The latest addition Arklow Dusk previously named America had arrived to Valleta's Grand Harbour in mid-May. The original grey hull colours of Flinter Group (which went bankrupt in 2016), still remained as the vessel moored in the Mediterranean island's capital port.
At the time of the bankruptcy Flinter owned 28 vessels. This saw operations involved navigating areas comprising the Atlantic region, the east coast of America and South America.
In the interim period up to January last year, the 132m double-hold cargoship launched as Flinteramerica had transferred to another Groningen based shipping managment company.
The secondhand tonnage follows the initial acquisition in Autumn last year of a pair of sisters and third sister Arklow Dale joining the fleet last month. The quartet were all built by Ferus Smits' Dutch yard in Westerbroek between 2010 and 2011.

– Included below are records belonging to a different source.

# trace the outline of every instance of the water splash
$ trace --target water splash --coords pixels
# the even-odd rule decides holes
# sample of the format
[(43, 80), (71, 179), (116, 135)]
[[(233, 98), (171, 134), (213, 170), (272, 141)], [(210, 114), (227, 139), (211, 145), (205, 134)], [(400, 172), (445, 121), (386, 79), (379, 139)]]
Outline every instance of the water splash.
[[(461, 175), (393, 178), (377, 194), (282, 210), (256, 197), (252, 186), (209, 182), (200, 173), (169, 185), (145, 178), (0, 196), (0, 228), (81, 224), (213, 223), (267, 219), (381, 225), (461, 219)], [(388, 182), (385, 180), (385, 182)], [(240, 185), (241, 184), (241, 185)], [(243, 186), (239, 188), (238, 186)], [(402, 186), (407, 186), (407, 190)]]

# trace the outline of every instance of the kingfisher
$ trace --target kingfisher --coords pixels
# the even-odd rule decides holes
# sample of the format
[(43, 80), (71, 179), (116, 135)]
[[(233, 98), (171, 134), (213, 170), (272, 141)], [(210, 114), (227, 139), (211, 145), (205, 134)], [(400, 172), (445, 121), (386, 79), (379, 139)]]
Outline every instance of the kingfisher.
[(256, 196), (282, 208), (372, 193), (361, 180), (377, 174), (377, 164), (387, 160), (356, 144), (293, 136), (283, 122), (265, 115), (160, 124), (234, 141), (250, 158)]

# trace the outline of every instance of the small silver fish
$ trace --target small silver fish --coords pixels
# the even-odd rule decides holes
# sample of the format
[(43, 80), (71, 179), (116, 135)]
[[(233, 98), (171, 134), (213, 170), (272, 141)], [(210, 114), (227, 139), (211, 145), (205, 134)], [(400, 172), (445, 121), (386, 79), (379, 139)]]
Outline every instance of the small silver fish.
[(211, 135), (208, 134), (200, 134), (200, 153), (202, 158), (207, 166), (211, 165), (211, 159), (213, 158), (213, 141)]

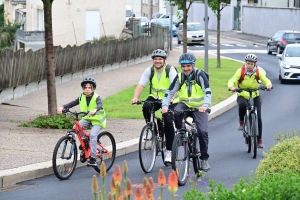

Afloat has tracked down Arklow Dusk which today is making a maiden delivery repositioning voyage from the Mediterenean Sea to north-western Europe.
The Irish flagged cargoship equipped with deck mounted gantry cranes, had departed Marina di Carrera, Italy in late May. The port south of La Spezia is on the Ligurian Sea. This afternoon the cargoship is heading for the Bristol Channel bound for Avonmouth Docks.
Likewise of the Dusk's 'D' class sisters, they are all classed with Bureau Veritas and among the class notations, the quartet are designated with Ice Class Finnish 1A, permitting them to operate icy Baltic Sea conditions.
The ship's main engine is a Mak 8M32 from which propulsion is driven through acontrollable pitch propeller delivering a speed of around 14.1knots. For added in port assistance is a 573kw bow-thruster.
Flinter's fleet at its peak had 50 ships, consisting of multipurpose and container feeder vessels, varying in size from 3,000 to 11,000 tonnes. The range was similar to ASL albeit based only from those of the smallest short-sea traders of 4,000 tonnes.
ASL operate considereably larger vessels involving the 14,000 tonnes 'M' class bulk-carrier and the largest in the fleet a pair of 34,000 tonnes deep sea 'S' class bulk-carriers.